UN POIGNARD POUR LA SOIF

On ne pense pas toujours à prendre une photo.

Ou bien ce ne sont pas des photos faites pour être publiées.

Heureusement, il y a les photos prises d’avance. Les plans B. Les faces B.

J’ai faim. J’ai très faim. Je n’avais pas assez mangé à midi, parce qu’il pleuvait et que je n’étais pas content, à cause de mes chaussures percées. Et puis je m’étais dit que j’en avais un peu marre de m’habiller avec des sacs de pommes de terre.

Quand ce n’étaient pas des sacs poubelles.
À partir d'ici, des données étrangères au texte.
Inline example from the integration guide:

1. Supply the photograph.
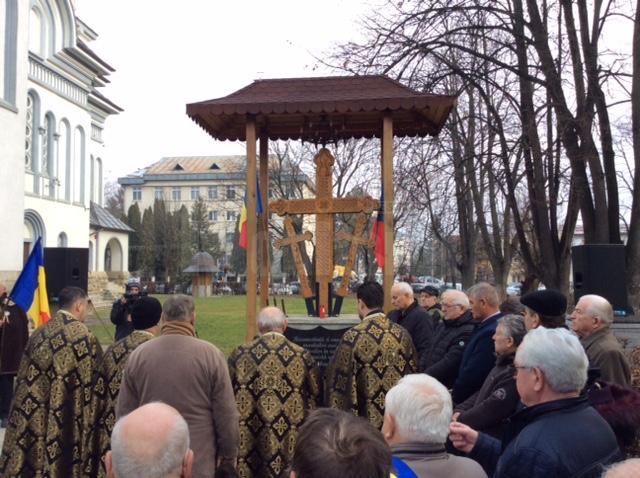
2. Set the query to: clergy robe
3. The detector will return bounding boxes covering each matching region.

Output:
[85,330,153,476]
[326,311,418,429]
[229,332,320,478]
[0,310,102,478]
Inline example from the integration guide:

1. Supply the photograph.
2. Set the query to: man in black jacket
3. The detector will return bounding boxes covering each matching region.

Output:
[449,327,622,478]
[388,282,434,363]
[420,290,475,389]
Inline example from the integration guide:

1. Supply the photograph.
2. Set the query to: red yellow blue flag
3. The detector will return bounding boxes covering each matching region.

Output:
[9,237,51,327]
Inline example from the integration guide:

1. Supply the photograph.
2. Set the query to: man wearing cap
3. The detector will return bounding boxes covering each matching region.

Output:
[111,282,140,341]
[520,289,567,330]
[84,297,162,476]
[418,285,444,323]
[569,295,631,387]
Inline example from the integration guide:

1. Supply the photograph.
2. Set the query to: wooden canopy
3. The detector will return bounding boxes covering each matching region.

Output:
[187,75,456,143]
[187,75,456,340]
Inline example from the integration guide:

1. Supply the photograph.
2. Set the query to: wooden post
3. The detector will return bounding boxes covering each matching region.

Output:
[382,113,393,313]
[260,132,270,307]
[245,116,258,342]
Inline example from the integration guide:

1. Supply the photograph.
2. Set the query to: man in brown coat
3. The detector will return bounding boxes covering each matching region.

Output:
[570,295,631,386]
[0,284,29,428]
[116,295,239,478]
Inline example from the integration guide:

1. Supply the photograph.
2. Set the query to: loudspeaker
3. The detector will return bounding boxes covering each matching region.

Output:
[44,247,89,300]
[571,244,631,316]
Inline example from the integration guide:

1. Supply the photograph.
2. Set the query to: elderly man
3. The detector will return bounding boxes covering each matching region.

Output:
[569,295,631,386]
[289,408,391,478]
[382,374,487,478]
[450,327,622,478]
[420,290,476,388]
[418,285,442,323]
[229,307,321,478]
[325,282,418,428]
[454,314,527,437]
[85,297,162,476]
[0,287,102,477]
[104,402,193,478]
[451,282,502,404]
[116,295,238,478]
[520,289,567,330]
[389,282,434,360]
[0,284,29,428]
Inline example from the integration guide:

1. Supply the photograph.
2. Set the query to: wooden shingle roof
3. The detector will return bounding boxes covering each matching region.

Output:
[187,75,456,143]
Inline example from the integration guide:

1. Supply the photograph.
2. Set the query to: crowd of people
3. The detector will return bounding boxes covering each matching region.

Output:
[0,282,640,478]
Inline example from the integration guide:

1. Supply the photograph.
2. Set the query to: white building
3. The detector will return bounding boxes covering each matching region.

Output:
[0,0,122,288]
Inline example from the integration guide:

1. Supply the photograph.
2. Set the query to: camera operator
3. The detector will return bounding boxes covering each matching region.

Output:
[0,284,29,428]
[111,283,140,342]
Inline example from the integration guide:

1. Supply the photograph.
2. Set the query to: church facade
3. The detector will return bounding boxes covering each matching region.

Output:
[0,0,122,282]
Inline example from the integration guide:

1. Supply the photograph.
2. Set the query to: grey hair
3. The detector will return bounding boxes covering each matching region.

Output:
[385,373,453,445]
[162,294,196,322]
[258,307,287,333]
[440,289,471,309]
[467,282,500,307]
[580,294,613,326]
[498,314,527,346]
[392,282,413,297]
[111,402,190,478]
[516,327,589,393]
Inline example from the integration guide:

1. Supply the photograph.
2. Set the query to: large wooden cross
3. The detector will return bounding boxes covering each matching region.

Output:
[269,148,380,314]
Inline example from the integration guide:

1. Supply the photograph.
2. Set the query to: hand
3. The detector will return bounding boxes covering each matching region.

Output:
[449,422,478,453]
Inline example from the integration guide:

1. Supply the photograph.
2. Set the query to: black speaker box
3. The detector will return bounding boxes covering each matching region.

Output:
[44,247,89,300]
[571,244,631,316]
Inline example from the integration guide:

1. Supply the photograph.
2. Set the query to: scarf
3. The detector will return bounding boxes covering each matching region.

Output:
[160,320,196,337]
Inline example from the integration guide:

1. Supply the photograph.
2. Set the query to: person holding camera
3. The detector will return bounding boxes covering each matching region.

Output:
[111,283,140,342]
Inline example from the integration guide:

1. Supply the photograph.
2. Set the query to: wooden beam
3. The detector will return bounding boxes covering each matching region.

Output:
[245,115,258,342]
[382,113,394,313]
[260,131,270,307]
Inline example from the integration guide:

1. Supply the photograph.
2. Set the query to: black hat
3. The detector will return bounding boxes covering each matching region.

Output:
[420,285,440,297]
[520,289,567,317]
[131,296,162,330]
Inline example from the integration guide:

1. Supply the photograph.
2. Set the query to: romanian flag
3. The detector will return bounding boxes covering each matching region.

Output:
[238,180,262,249]
[371,194,384,269]
[9,237,51,327]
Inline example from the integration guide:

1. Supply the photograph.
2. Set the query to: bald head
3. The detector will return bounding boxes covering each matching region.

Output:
[258,307,287,334]
[391,282,413,310]
[106,402,193,478]
[603,458,640,478]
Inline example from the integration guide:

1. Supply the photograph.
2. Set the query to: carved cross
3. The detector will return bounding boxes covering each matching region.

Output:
[269,148,380,313]
[336,213,376,297]
[274,217,313,299]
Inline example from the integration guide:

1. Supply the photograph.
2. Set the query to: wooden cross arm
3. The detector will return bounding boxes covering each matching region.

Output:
[273,231,313,249]
[336,231,376,249]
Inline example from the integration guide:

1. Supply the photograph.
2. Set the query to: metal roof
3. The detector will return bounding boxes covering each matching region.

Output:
[187,75,456,143]
[89,201,135,232]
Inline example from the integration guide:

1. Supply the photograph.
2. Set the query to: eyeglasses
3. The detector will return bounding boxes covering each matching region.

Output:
[513,365,535,378]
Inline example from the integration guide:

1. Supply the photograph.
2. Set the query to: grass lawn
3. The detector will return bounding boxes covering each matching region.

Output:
[87,295,356,355]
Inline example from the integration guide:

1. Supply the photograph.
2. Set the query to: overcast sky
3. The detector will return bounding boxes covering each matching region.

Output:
[74,0,374,180]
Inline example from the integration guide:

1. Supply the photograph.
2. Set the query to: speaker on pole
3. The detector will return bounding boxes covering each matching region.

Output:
[571,244,631,316]
[44,247,89,301]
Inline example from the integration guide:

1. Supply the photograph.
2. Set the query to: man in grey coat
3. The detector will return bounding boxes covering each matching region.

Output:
[570,295,631,387]
[382,374,487,478]
[116,295,239,478]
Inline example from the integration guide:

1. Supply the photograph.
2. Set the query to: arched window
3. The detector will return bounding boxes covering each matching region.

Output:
[72,126,86,204]
[0,0,18,107]
[58,118,71,201]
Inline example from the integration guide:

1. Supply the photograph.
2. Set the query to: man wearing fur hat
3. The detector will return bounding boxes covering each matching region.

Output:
[84,296,162,476]
[520,289,567,330]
Je m’étais dit que, quand j’aurais perdu encore douze kilos de plus, je me mettrai à la recherche de vêtements plus dignes d’être portés. J’avais eu envie d’être élégant. Envie de prestance.
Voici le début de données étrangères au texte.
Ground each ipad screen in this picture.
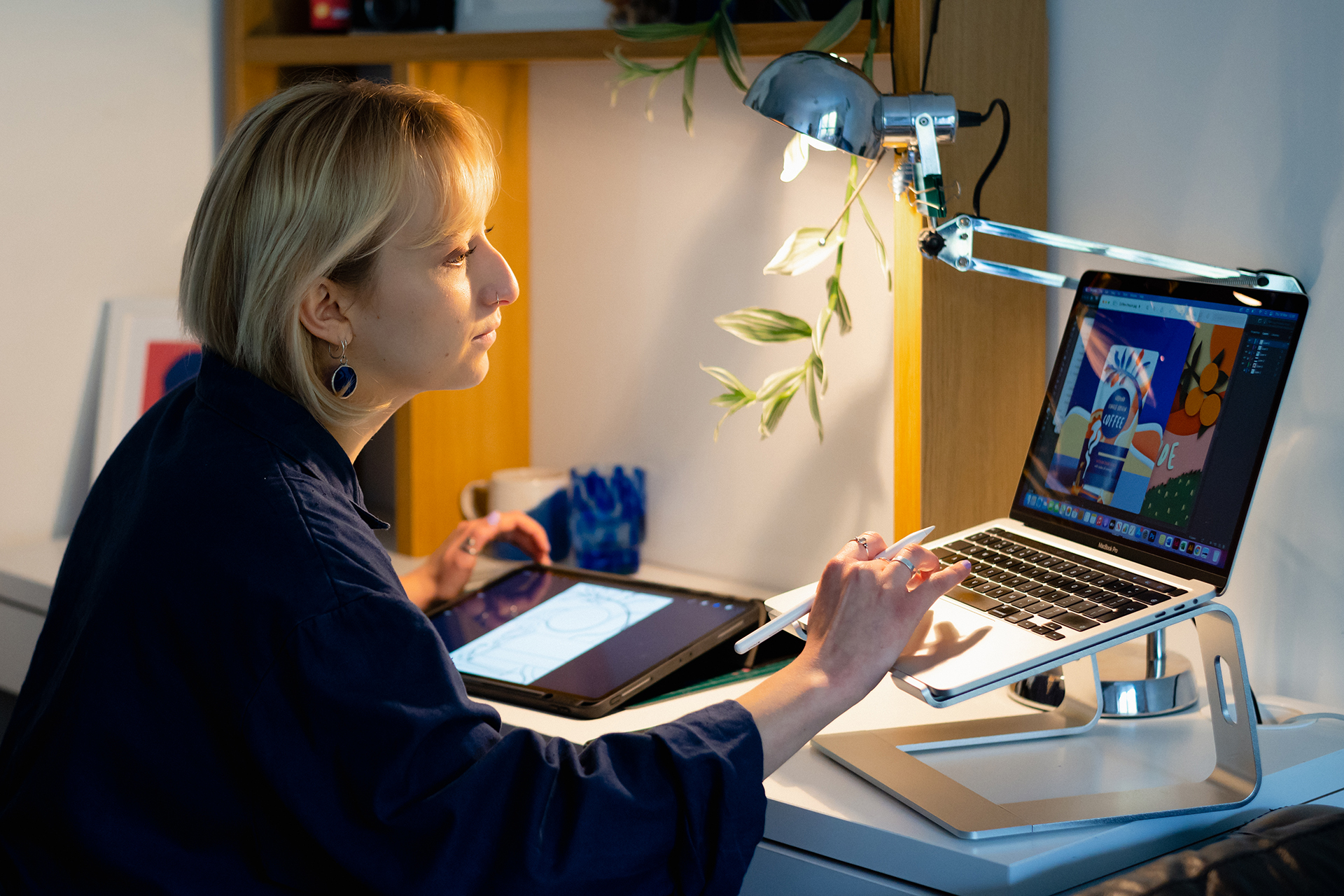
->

Cela dit, les sacs de pommes de terre, c’est pratique. Surtout si l’on possède sept ou huit exemplaires du même sac. Plus besoin de se demander ce qu’on va mettre.

Evidemment, il faudrait au moins un sac bien coupé en huit exemplaires, avec sous-vêtements et accessoires. Donc huit fois le même jean noir bien coupé et à ma taille. Cela fait longtemps que je ne fais plus faire d’ourlet. Par paresse, bien sûr, parce qu’on ne trouve pas une retoucherie correcte dans le quartier. Je porte donc des pantalons trop longs, qui font des accordéons au-dessus des chaussures. Et puis mal coupés, parce que c’est du prêt à porter bas de gamme.
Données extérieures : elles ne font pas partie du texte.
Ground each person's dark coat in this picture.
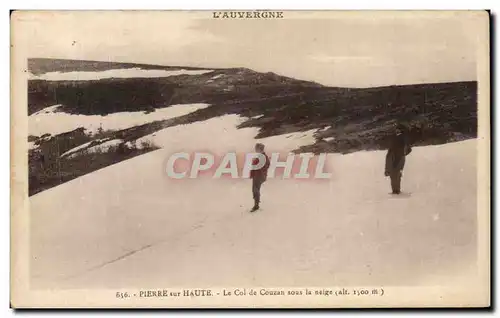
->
[250,153,270,181]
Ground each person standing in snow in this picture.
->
[385,124,411,194]
[250,143,270,212]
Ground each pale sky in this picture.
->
[13,11,484,87]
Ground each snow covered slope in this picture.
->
[30,118,477,288]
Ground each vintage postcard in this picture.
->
[11,10,490,308]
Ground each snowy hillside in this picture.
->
[28,59,477,195]
[30,123,477,289]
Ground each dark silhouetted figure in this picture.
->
[385,124,411,194]
[250,143,270,212]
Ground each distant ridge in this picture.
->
[28,58,222,75]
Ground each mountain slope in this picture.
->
[30,133,477,289]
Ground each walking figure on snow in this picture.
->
[385,124,411,194]
[250,143,270,212]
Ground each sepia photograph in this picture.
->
[11,10,490,308]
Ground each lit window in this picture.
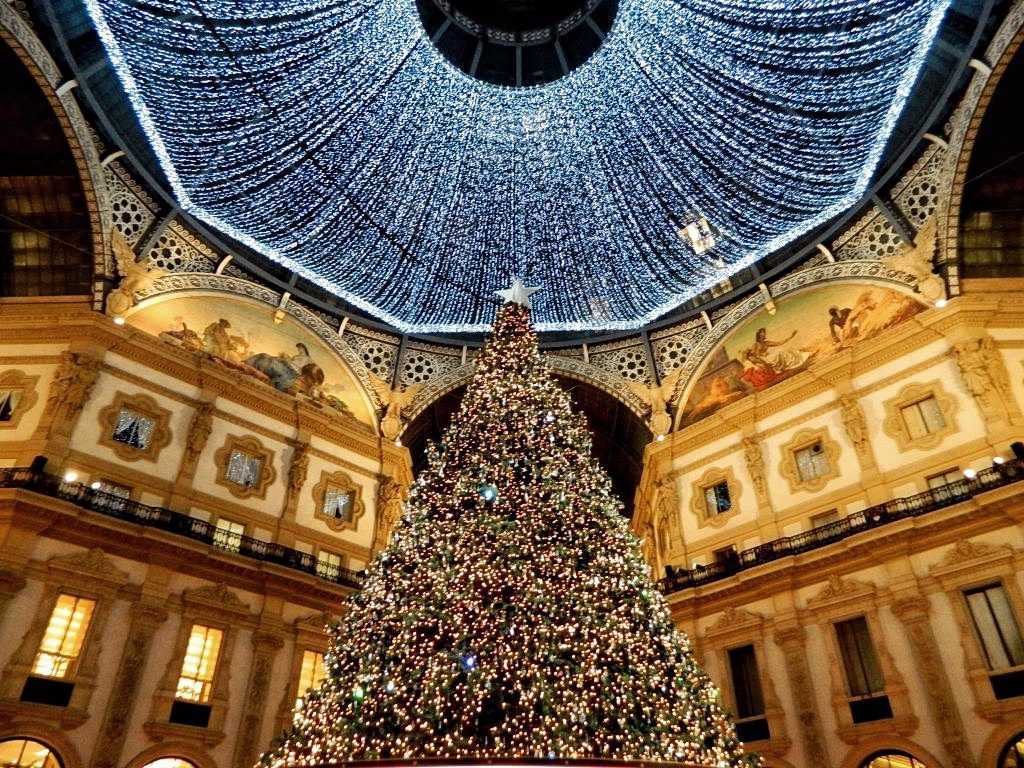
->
[213,517,246,552]
[295,650,325,707]
[0,389,22,421]
[174,624,223,703]
[316,549,341,579]
[836,616,886,696]
[811,509,839,528]
[224,449,263,488]
[964,584,1024,670]
[796,440,829,482]
[705,480,732,517]
[111,408,157,451]
[860,752,928,768]
[900,395,946,440]
[925,467,964,490]
[324,486,352,522]
[0,738,61,768]
[32,595,96,677]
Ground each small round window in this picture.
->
[0,738,63,768]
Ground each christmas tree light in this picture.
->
[262,284,759,768]
[84,0,948,333]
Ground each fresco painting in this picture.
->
[679,284,925,427]
[128,296,372,423]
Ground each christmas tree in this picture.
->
[263,281,749,768]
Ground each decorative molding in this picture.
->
[779,427,841,494]
[313,469,366,530]
[690,467,742,528]
[99,391,171,462]
[882,379,958,453]
[213,434,278,499]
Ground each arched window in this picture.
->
[142,758,196,768]
[0,738,63,768]
[860,750,929,768]
[995,733,1024,768]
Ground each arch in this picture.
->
[935,2,1024,272]
[0,720,84,768]
[672,276,929,430]
[0,3,114,276]
[978,721,1024,768]
[839,735,943,768]
[125,741,217,768]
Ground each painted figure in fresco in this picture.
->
[742,328,801,389]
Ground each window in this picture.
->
[964,584,1024,671]
[213,517,246,552]
[794,440,830,482]
[860,752,928,768]
[0,389,22,422]
[836,616,886,696]
[0,738,61,768]
[323,485,354,522]
[705,480,732,517]
[316,549,341,579]
[295,650,326,707]
[111,407,157,451]
[925,467,964,490]
[32,595,96,678]
[811,509,839,528]
[174,624,223,705]
[224,449,263,488]
[899,395,946,440]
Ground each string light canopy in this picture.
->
[85,0,948,333]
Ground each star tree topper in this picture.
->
[495,278,541,309]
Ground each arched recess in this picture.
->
[935,0,1024,276]
[125,282,379,431]
[0,720,85,768]
[839,735,943,768]
[401,371,651,516]
[125,741,217,768]
[675,276,927,429]
[0,3,113,288]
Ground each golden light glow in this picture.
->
[32,595,96,678]
[174,624,224,703]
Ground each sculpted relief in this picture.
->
[680,284,925,427]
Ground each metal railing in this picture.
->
[0,467,364,589]
[657,460,1024,594]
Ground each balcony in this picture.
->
[657,460,1024,594]
[0,468,364,589]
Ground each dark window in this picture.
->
[705,480,732,517]
[729,645,765,720]
[964,584,1024,670]
[836,616,886,696]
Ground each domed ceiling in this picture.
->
[87,0,947,333]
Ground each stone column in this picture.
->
[774,625,831,768]
[91,601,167,768]
[892,595,976,768]
[231,629,285,768]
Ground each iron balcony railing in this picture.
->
[0,467,364,589]
[657,459,1024,594]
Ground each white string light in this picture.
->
[85,0,948,333]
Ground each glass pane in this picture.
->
[965,590,1012,670]
[729,645,765,718]
[112,408,157,451]
[985,587,1024,667]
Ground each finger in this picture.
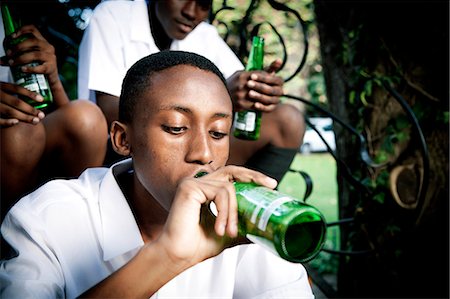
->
[253,102,277,112]
[250,71,284,88]
[214,188,229,237]
[0,118,19,128]
[265,58,283,74]
[211,165,277,189]
[226,185,238,238]
[16,25,46,40]
[0,103,45,125]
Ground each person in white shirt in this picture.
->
[0,19,108,219]
[78,0,305,180]
[0,51,314,299]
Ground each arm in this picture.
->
[227,59,284,112]
[0,82,44,127]
[0,25,69,127]
[81,166,276,298]
[95,91,119,128]
[5,25,69,107]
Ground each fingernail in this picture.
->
[217,223,225,236]
[248,90,258,97]
[266,177,278,187]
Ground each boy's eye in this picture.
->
[162,125,187,135]
[210,131,228,139]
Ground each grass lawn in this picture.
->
[278,153,338,222]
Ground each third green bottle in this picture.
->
[233,36,264,140]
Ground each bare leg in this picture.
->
[228,104,305,165]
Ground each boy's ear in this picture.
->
[110,121,131,156]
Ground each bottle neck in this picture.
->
[245,36,264,71]
[1,3,19,36]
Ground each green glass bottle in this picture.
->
[233,36,264,140]
[1,1,53,110]
[234,182,326,263]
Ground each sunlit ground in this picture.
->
[278,153,339,297]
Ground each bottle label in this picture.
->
[241,188,292,231]
[258,196,292,231]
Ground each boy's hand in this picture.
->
[0,82,45,127]
[227,59,284,112]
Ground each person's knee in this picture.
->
[267,104,306,148]
[67,100,108,138]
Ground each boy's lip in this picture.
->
[194,170,208,178]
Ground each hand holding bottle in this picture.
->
[158,166,276,265]
[7,25,60,89]
[0,82,45,127]
[227,59,284,112]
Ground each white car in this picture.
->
[300,117,336,154]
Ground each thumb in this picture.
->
[266,58,283,73]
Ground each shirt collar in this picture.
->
[99,158,144,261]
[129,1,153,44]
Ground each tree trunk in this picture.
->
[314,0,449,298]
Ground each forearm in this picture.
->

Il me faudrait une dizaine de jeans noirs taillés sur mesure. Une dizaine de t-shirts noirs (j’admet le gris, pour changer et le bleu lorsqu’il n’est pas possible de faire autrement), quatre paires de chaussures étanches et confortables.

Et puis il me faudrait des vestes et des manteaux.

Je n’en peux plus de ces sweats à capuche et de ces doudounes Quechua.

Il me faudrait quatre costumes bien taillés (huit serait bien sûr plus confortable mais ne soyons pas excessif), une quinzaines de chemises fraiches et de bonne facture, une dizaine de jolies cravates, deux manteaux et deux imperméables, quatre bonnes paires de chaussures (au moins des Finsbury, mais des Churchs ou des Weston, ce serait mieux — je ne demande pas des Berlutti non plus, hein). 

Recevoir ça chaque année au moment des fêtes d’un admirateur inconnu, ce serait une amélioration notable de mon quotidien vestimentaire.

Pour l’instant, je m’en tiens aux sacs de pommes de terre mal coupés.

A propos, il faut que j’aille chez le coiffeur, au plus vite.